This modeling technique has universal application
This planning process can be applied to a start-up, rapid growth firm or a more mature company seeking expansion or merger opportunities.
The Operating Plan construction process begins by loading the model with resource metrics for the next 24 months. This approach enables the management team to visualize the company’s future in terms of the resources they will allocate to the business. To enhance visibility, key milestones can be indexed to each month, ensuring that timing remains clear across all planning schedules.
Loading resource data
We start with a headcount projection, as it is the most intuitive planning tool for visualizing growth. From there, we layer in salaries, operating expenses, capital equipment needs, and finally, sales and cost of sales metrics. This structured process allows us to determine the amount of funding required to navigate early-stage negative cash flow.
A clear breakeven point is identified, with the goal of achieving cash independence. In most cases, we expect a startup to reach self-sufficiency within 24 months of initial funding, and a growth company to maintain a positive cash balance until the next round of funding, if needed.
Construct financing options
All 24-month resource data seamlessly transfers into the financial statements. Debt and equity options are then selected and configured, allowing us to analyze the projected cash balance month by month over the next two years. From there, the business model can be refined to achieve cash independence within this timeframe.
This financial data serves as the foundation for all future financial statements and valuation assessments.
Prepare the 5-year financials
The first two years of the five-year financial projections have now been built using a bottom-up approach. For years three through five, we apply percentage-based growth rates to revenue, expenses, and cost of goods sold (COGS) to develop a top-down forecast that remains both strategic and credible.
The balance sheet, however, will require some manual adjustments to reasonably estimate future assets and liabilities.
Review planning material
We have a metrics section which will help position the company for growth and present the company to other stakeholders.
The equity planning section is particularily important as it helps visualize the milestones the company needs to accomplish prior to moving into the next stage of ccapital raise.
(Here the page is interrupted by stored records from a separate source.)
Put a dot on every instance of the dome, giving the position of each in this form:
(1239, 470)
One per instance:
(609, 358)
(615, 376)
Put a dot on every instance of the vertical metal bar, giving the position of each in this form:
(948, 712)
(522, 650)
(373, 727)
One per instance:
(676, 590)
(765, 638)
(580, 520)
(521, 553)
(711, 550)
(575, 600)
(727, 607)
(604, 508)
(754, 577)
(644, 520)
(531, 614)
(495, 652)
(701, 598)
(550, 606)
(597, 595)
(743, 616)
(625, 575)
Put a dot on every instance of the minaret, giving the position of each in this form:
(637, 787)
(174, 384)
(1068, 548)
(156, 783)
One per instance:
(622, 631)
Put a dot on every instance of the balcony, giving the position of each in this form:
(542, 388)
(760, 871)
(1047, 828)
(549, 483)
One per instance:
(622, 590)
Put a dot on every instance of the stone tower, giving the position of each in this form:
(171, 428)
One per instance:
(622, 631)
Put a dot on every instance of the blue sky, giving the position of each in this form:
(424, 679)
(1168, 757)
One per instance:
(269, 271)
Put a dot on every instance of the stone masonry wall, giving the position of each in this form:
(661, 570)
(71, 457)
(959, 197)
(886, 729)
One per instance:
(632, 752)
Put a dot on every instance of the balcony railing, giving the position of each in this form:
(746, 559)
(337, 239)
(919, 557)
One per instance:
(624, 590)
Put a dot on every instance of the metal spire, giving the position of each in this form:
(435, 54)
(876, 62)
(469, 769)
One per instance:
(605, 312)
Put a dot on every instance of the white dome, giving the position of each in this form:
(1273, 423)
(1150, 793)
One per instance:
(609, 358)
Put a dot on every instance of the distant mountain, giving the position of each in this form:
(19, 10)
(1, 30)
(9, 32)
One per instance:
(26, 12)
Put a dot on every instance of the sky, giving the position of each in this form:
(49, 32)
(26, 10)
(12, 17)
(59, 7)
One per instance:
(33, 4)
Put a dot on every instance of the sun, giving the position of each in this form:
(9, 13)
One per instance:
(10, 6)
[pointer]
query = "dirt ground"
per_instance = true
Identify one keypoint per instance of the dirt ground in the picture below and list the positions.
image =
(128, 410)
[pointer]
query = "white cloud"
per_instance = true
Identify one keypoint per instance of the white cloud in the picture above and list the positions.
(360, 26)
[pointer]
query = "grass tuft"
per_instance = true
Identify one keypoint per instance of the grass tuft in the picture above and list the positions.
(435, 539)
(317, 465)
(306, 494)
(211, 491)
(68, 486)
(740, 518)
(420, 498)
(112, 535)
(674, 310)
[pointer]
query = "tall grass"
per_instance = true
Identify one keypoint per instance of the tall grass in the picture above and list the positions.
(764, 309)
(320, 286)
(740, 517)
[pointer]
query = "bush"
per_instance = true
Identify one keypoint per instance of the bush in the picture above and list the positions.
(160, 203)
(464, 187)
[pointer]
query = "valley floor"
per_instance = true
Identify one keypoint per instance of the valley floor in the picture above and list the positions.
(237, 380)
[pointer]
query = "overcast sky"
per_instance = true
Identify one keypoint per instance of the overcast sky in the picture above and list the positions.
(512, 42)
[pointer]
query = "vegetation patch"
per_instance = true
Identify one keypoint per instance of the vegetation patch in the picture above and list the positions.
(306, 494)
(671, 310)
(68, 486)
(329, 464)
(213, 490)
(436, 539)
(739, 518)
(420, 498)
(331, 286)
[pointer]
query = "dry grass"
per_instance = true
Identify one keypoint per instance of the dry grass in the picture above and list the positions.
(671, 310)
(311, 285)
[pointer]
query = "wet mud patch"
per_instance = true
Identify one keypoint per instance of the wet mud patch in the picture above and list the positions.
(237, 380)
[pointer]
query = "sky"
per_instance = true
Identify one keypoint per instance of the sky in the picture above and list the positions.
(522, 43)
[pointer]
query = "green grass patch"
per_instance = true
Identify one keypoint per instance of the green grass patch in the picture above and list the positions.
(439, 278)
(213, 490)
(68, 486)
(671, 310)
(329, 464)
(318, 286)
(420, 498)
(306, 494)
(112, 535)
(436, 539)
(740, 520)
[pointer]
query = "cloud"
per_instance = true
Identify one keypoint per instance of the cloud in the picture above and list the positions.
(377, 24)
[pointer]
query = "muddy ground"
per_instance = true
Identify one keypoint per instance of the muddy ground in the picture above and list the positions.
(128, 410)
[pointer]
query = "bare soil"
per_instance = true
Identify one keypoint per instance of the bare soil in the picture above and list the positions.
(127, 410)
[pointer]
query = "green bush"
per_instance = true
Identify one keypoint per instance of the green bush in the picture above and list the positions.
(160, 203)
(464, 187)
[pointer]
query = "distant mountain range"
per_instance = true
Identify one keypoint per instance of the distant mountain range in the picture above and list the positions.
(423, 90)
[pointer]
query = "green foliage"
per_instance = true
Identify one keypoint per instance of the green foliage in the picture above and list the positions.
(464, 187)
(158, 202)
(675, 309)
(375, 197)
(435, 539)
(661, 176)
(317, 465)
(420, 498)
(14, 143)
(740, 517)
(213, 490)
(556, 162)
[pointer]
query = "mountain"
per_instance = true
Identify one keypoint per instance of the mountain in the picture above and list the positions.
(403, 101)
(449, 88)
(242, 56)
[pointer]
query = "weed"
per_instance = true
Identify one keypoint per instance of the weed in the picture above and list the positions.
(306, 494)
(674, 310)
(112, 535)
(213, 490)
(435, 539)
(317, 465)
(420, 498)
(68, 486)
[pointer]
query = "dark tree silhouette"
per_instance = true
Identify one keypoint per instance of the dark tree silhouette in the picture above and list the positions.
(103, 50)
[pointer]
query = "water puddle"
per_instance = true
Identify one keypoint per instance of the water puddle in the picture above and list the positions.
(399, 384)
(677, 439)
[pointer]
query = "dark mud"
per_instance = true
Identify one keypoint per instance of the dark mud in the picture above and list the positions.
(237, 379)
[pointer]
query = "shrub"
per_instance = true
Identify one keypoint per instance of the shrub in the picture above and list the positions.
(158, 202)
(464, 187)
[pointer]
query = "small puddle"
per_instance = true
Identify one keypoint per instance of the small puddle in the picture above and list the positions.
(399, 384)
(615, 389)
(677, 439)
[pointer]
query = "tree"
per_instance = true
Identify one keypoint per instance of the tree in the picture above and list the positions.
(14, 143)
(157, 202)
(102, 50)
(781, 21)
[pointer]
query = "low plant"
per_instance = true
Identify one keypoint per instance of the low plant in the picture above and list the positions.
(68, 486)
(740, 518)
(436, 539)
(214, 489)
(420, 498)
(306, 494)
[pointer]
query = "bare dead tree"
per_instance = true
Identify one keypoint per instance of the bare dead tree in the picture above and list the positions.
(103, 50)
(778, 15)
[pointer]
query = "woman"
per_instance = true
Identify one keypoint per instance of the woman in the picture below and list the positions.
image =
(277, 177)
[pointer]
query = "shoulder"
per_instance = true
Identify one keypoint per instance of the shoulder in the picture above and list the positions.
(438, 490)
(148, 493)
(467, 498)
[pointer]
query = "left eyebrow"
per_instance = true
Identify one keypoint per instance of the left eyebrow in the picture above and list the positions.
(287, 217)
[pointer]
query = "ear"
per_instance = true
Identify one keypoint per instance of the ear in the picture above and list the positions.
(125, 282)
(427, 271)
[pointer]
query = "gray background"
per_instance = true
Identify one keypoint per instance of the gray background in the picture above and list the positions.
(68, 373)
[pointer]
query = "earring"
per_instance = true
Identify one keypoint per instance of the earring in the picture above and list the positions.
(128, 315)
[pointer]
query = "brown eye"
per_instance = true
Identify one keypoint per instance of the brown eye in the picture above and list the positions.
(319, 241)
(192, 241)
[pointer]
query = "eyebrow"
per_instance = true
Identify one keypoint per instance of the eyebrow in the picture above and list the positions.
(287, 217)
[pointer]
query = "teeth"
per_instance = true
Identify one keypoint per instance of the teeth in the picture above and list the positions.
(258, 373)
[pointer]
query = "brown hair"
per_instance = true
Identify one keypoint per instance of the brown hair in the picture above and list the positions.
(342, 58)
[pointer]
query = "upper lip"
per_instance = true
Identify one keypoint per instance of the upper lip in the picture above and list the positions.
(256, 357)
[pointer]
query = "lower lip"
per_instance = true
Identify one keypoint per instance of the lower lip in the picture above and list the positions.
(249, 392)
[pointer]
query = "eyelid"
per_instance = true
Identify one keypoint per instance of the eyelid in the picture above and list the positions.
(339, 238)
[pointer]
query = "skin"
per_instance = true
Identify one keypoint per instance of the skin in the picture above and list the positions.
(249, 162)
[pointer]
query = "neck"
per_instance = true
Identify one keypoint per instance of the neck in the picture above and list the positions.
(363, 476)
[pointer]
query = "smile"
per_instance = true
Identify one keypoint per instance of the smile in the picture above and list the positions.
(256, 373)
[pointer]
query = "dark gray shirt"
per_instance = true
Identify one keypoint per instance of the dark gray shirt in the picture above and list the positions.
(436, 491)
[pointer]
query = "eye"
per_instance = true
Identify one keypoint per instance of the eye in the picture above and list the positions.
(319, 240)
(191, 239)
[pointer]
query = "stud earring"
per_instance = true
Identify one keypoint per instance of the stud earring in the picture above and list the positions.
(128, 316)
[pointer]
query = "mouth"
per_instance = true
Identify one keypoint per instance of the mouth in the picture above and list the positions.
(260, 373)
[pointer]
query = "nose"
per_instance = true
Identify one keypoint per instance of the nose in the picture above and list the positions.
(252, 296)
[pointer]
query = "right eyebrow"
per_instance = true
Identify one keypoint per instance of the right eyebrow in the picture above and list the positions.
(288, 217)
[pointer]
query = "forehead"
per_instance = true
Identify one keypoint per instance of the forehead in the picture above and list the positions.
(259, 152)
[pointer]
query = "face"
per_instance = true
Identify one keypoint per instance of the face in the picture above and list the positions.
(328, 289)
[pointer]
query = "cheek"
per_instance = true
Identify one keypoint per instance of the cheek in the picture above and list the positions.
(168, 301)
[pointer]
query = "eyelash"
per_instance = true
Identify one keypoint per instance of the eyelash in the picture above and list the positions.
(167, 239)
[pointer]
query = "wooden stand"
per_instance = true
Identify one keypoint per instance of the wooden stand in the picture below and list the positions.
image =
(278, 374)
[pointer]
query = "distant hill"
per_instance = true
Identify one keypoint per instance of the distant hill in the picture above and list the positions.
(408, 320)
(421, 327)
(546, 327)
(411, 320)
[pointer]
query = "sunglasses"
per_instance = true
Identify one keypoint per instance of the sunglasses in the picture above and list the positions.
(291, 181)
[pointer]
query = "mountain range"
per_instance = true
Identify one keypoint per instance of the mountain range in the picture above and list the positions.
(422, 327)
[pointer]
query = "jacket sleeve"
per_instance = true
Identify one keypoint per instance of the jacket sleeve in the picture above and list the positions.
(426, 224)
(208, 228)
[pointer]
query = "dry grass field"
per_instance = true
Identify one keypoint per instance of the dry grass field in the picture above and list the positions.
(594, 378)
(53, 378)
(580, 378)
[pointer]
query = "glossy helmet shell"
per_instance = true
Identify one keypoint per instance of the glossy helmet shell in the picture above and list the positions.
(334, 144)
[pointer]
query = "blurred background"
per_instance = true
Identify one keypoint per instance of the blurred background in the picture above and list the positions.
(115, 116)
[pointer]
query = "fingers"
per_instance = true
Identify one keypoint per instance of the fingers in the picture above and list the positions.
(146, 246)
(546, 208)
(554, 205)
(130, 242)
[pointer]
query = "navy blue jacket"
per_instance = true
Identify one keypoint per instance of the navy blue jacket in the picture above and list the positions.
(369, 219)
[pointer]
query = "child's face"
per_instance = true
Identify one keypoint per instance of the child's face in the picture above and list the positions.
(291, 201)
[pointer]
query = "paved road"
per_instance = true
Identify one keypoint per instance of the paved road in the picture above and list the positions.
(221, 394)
It will also help determine the amount of capital to raise for successive rounds of financing to help fuel the growth of the company. This gives us some targets to hit as a team and paints what is possible in the future.
Prepare the corporate valuation
The corporate valuation section starts with the 5-year financials and adds another 5 years of growth to configure a 10 year forecast. Ten different valuation techniques are applied to the resulting financial forecast. A selection of percentages are applied to the different valuation methods, and a resulting overall valuation is determined. This section of the model is comprised of 23 worksheets of valuation calculations and data. There are some helps along the way to explain how an overall valuation profile is established.